O asno de ouro*

Domingos Sávio Calixto 

O “Asno de Ouro” é uma obra do século II d.C. escrita pelo filósofo romano Lucius Apuleio (125 – 170 d.C), sendo de caráter intradiegética, fantástica, poética, humorística e até erótica. 

Na realidade, o título original é Metamorfoses, mas tornou-se mais conhecida pela denominação que lhe foi dada pelo próprio Santo Agostinho: Asinus Aureus.
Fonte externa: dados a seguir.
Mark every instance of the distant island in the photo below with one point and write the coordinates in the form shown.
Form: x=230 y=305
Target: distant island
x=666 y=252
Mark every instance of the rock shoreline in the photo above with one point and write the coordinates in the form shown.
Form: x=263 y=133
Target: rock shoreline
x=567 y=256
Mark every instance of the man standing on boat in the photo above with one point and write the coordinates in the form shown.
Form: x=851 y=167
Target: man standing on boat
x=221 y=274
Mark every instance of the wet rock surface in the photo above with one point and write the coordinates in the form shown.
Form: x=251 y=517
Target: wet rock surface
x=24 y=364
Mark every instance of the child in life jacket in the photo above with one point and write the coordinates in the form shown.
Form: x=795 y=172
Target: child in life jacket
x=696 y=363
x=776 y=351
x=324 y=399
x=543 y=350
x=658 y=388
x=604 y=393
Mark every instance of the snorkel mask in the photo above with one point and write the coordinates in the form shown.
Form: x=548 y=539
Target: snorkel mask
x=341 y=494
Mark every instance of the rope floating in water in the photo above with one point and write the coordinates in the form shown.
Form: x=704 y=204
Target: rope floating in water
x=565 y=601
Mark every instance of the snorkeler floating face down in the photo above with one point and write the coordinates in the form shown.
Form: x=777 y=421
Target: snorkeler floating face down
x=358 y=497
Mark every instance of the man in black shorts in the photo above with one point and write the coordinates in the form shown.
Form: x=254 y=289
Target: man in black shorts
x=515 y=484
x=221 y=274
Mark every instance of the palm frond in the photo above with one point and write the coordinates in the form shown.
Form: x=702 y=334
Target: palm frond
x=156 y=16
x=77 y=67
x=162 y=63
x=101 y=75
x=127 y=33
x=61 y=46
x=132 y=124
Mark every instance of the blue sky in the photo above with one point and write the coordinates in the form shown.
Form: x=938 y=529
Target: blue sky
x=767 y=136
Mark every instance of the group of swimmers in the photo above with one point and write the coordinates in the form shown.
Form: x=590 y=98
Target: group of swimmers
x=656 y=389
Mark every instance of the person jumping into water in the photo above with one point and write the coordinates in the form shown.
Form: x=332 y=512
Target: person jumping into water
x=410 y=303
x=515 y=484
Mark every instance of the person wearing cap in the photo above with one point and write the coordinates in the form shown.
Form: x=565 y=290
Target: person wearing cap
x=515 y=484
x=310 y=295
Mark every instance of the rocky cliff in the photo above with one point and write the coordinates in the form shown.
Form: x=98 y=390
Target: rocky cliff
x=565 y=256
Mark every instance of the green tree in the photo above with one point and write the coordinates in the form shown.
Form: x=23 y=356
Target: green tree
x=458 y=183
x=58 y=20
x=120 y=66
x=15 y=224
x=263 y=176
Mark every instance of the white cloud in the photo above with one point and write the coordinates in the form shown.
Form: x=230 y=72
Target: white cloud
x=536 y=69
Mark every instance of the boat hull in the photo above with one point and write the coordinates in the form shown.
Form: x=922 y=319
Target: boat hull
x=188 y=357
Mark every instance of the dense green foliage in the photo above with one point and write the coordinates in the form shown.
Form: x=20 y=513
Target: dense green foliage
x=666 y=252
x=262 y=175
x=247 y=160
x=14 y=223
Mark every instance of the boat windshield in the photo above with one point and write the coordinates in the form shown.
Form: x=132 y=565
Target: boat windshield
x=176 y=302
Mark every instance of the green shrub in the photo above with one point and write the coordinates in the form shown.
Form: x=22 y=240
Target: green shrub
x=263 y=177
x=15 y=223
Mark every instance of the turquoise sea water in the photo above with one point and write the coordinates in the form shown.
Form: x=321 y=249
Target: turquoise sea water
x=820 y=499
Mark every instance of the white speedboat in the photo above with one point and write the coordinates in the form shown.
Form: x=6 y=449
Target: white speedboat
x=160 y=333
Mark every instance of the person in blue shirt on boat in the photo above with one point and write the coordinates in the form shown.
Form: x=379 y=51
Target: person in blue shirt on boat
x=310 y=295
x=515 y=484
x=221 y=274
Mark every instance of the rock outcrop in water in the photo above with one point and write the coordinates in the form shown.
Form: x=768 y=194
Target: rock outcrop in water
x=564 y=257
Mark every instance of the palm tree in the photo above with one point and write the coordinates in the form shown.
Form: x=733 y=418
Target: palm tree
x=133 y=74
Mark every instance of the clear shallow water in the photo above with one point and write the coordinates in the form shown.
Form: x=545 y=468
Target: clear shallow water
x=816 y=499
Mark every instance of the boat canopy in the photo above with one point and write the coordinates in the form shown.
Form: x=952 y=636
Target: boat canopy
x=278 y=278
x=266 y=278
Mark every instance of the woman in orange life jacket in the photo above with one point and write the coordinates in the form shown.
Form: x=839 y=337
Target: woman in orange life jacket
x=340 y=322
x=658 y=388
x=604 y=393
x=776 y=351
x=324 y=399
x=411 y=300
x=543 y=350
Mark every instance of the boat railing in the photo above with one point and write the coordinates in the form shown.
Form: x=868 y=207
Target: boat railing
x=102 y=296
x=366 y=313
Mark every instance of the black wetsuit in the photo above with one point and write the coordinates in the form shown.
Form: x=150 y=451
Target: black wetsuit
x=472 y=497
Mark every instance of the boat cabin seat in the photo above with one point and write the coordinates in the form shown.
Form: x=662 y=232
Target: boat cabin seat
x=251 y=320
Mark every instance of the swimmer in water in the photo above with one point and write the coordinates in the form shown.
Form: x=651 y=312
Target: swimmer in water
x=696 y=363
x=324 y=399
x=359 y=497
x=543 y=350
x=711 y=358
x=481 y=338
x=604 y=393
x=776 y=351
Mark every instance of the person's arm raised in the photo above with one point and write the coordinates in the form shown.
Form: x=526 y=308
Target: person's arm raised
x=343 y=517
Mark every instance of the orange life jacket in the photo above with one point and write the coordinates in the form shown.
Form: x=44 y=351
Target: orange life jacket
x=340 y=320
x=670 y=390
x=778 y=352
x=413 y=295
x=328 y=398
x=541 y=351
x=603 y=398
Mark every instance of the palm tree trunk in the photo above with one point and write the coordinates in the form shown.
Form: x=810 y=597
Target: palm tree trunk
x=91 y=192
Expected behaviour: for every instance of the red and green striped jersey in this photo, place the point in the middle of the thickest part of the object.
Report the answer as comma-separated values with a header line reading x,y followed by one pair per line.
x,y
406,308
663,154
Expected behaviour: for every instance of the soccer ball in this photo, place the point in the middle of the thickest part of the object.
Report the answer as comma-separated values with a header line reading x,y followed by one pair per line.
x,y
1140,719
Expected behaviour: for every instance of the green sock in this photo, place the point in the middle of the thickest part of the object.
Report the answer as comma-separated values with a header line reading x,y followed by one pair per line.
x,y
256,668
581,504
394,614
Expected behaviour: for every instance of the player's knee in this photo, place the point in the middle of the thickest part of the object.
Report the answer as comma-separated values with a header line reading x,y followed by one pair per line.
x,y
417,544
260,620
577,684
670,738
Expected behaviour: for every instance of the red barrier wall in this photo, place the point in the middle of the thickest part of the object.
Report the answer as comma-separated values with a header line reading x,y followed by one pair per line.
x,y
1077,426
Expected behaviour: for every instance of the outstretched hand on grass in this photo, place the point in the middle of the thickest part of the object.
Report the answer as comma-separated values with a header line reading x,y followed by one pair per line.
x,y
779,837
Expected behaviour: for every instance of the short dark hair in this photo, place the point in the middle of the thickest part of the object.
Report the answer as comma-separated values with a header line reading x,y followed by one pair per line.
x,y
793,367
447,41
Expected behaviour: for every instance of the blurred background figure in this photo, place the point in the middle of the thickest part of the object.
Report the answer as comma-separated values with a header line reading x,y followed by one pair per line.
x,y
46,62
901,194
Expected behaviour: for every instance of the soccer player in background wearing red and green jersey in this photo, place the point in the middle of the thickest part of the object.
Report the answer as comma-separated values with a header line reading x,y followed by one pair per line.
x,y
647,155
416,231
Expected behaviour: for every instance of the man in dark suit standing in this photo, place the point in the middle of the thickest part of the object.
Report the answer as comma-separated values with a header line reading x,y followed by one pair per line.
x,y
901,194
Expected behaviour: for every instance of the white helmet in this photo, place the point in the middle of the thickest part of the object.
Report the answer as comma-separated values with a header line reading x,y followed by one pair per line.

O livro fala das aventuras fantásticas da personagem Lúcio, que sai da cidade de Himeto em direção à Tessália em companhia de dois amigos em busca de fantasias.

Durante o percurso, chegam à cidade de Hípata, onde Lúcio permanece, e os dois amigos seguem caminho. É nesta cidade que ele toma uma poção mágica com o objetivo de se transformar momentaneamente numa coruja, símbolo da sabedoria. 

Ocorre que Lúcio havia recebido um frasco de poção equivocada, ou seja, acabou por ingerir um óleo capaz de transformar pessoas em asnos e assim, lamentavelmente, aconteceu. Transformado em asno, ele deveria esperar para comer rosas para retomar sua forma humana, mas, antes que isso pudesse acontecer, ele foi subtraído por um tratador de cavalos.

Daí em diante, já com a narrativa de asno, a personagem passa pelos mais variados sofrimentos, danos e donos. Foi novamente roubado, espancado, humilhado, ameaçado de castração e até submetido a um vexatório conúbio com uma condenada em plena praça pública.

Depois de muito orar aos deuses, foi finalmente instruído pela deusa Ísis a ir numa cerimônia religiosa, onde conseguiu avançar contra as mãos do sacerdote e devorar uma coroa de rosas, tendo êxito em voltar à sua forma humana, para enorme júbilo, contentamento e sobrando as mais variadas lições.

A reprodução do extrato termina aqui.